Although these studies have provided some important insights, they are limited in the sense that they have not taken into account a theoretical principle that has been the focus of the current investigation. That is, in these studies, the offered suggestions were perhaps not specifically related to the associative networks of the participants. Our prediction is that future studies that do present external suggestions that map into someone’s knowledge base will show enhanced false memory rates. Based on the current review, we expect that when, for example, PTSD patients view negatively related associative stimuli such as an aversive video and are then misinformed that certain negatively related details were present, they would be more susceptible to endorsing those suggestions than healthy comparison participants. When these conditions are not met, then it is likely that PTSD patients and comparison participants will not differ in their susceptibility to suggestive pressure.
Concluding Remarks
The current synopsis commenced with an often-heard claim among researchers that there is an inconsistent pattern concerning the link between psychopathology and false memory.

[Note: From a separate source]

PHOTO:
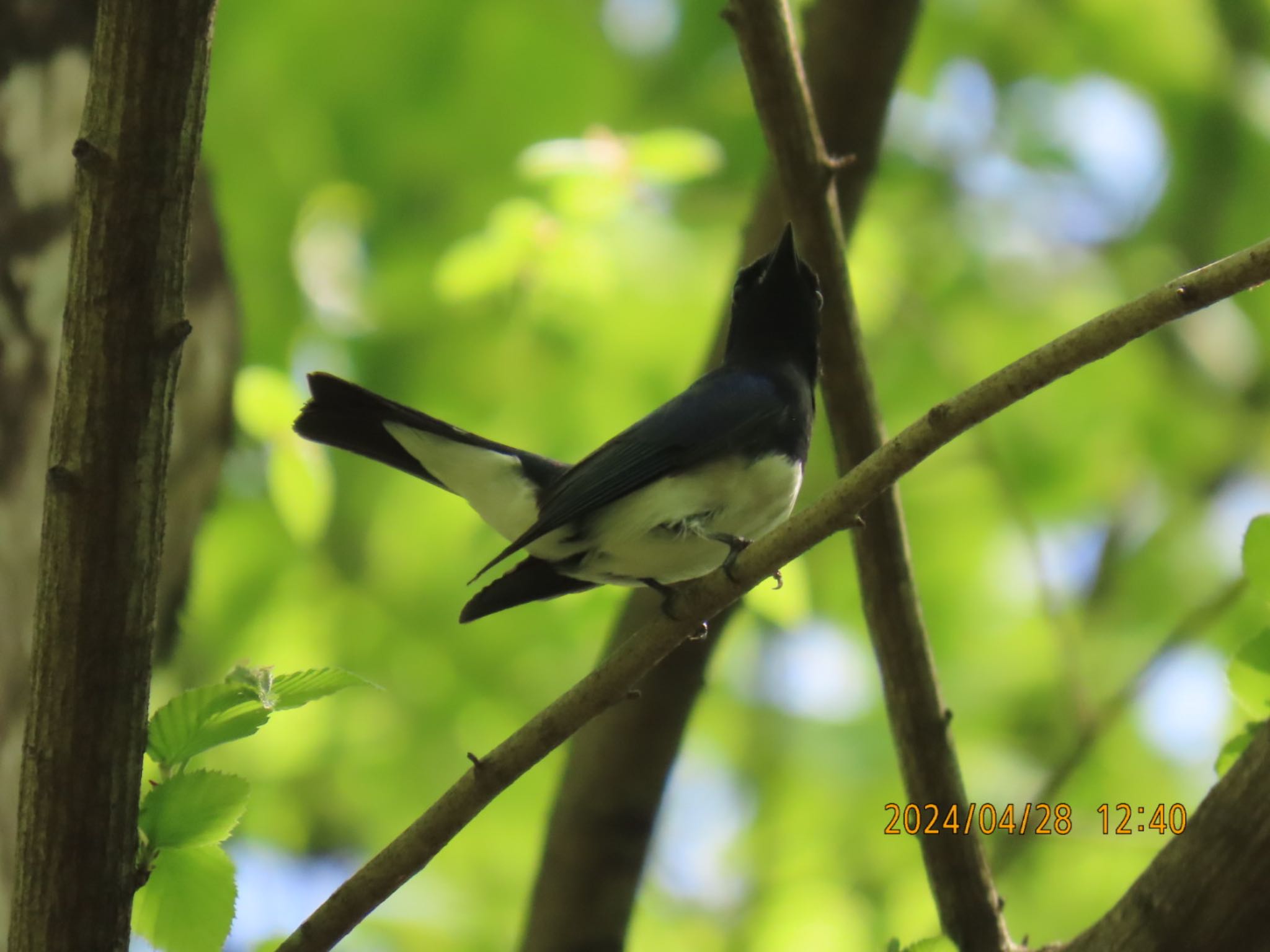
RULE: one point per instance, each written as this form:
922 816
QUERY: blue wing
728 412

We demonstrate, for the first time, that this pattern is quite consistent as long as we glance through the lens of associative activation. For individuals with PTSD, depression, and a history of trauma, false memory susceptibility increases when they are exposed to associative material that is linked to their knowledge base. Indeed, what this review shows is that researchers may have underestimated the occurrence of false memories in treatment settings. Whereas suggestion-induced false memories can certainly occur in these settings, spontaneous false memories are easily created for individuals with these types of psychopathologies. This surely indicates that these individuals are cursed in that the mechanisms leading to their symptomatology also lead to the occurrence of false memories, which might be harmful in legal and clinical settings.
Supplementary Material
Instead of using the term “false memory,” we also used the search terms “false recollection,” “pseudo memory,” “memory distortion,” and “memory error” together with the search term “PTSD” or “depression.” However, no new studies were identified using these new terms.
Footnotes
Declaration of Conflicting Interests: The authors declared that they had no conflicts of interest with respect to their authorship or the publication of this article.